There were other things necessary to be done, however, before the grants attached to any definite or specific piece of land, and in all these things the plaintiff in error has priority over the Missouri, Kansas & Texas railway company. The grant itself to the plaintiff' in error was anterior and prior to that of the Missouri, Kansas & Texas railway company; and the plaintiff in error, by the definite location of its road, (the land in controversy being within ten miles of its road,) caused its grant to attach to the specific land in controversy, while the Missouri, Kansas & Texas railway company never did anything to cause its grant to attach to the specific land in controversy.

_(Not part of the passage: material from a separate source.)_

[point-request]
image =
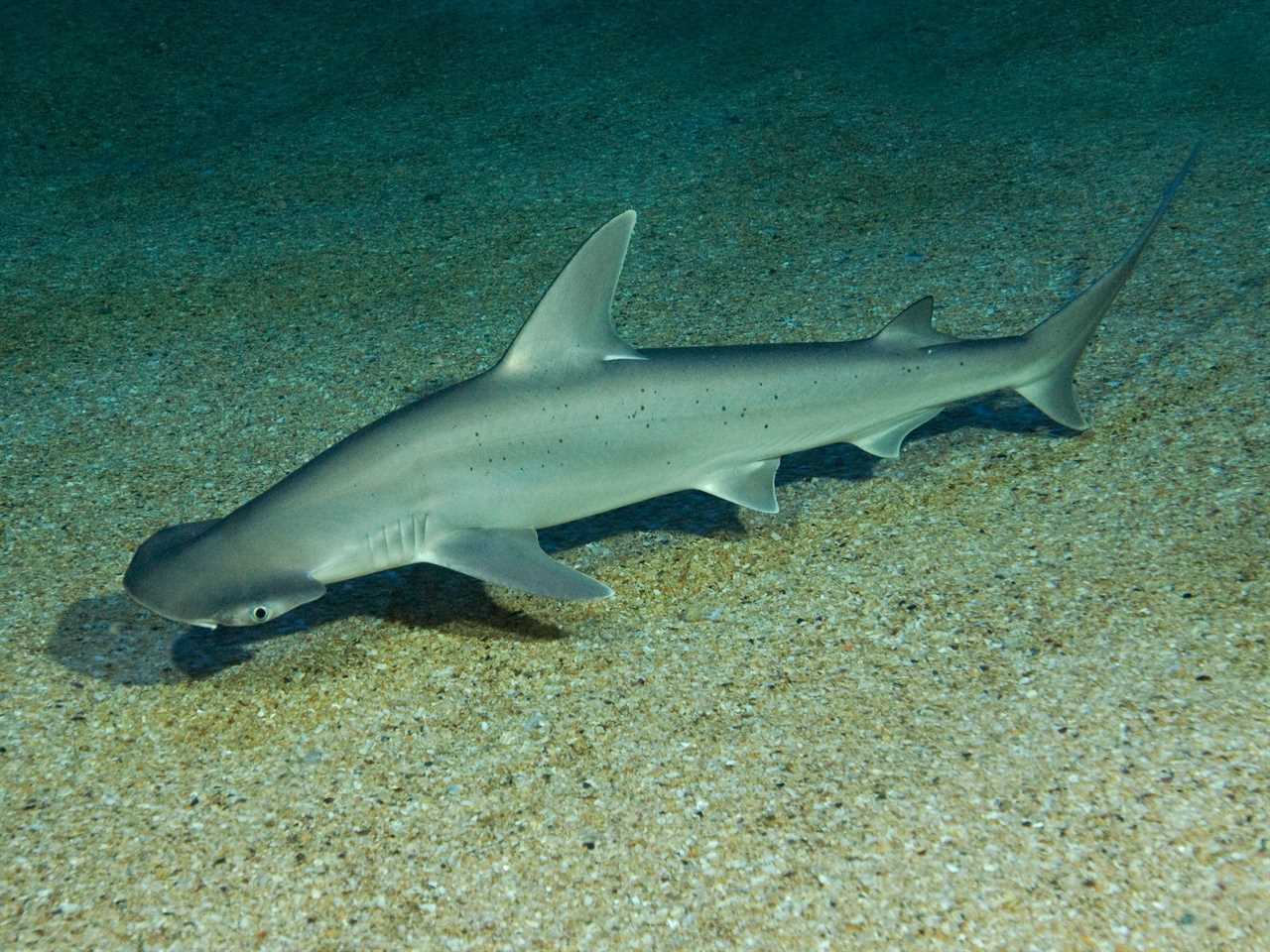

Just prior to this definite location of the plaintiff’s road, the land in controversy was free from any specific appropriation under either grant or to either railroad company, but was subject to both grants. It is possible that the Missouri, Kansas & Texas railway company might at that time have •appropriated it to itself by selection, but it did not do so; and the plaintiff in error then appropriated it to itself by definitely locating its road. . As soón as the plaintiff in error definitely located its road, the title to this land and all other lands in odd-numbered sections within ten miles of the road, not held by any right paramount to that of the plaintiff, would at once vest in the plaintiff, and by relation would become its property as of the date of the act of 1863. (92 U. S. 748, 749; 97 U. S. 498.)
Before closing this opinion, we might say that in this state, as well as elsewhere, the plaintiff in ejectment must recover, if he recover at all, upon the strength of his own title; but in this state the plaintiff in ejectment is not required to have the legal title, or all the title, or a title paramount to the title of all others, in order to enable him to recover. All that is necessary in order to enable him to recover is, that he shall have some kind of estate in the property in controversy, legal or equitable, and that his title to the property shall be paramount to that of the defendant. (Simpson v. Boring, 16 Kas. 248, 251, and cases there cited; Stout v. Hyatt, 13 Kas. 232, 241; O’Brien v. Wetherell, 14 Kas. 622.) We think the plaintiff in this 'case has that kind of title.
The judgment of the court below will therefore be reversed, and cause remanded with the order that judgment be rendered for the plaintiff.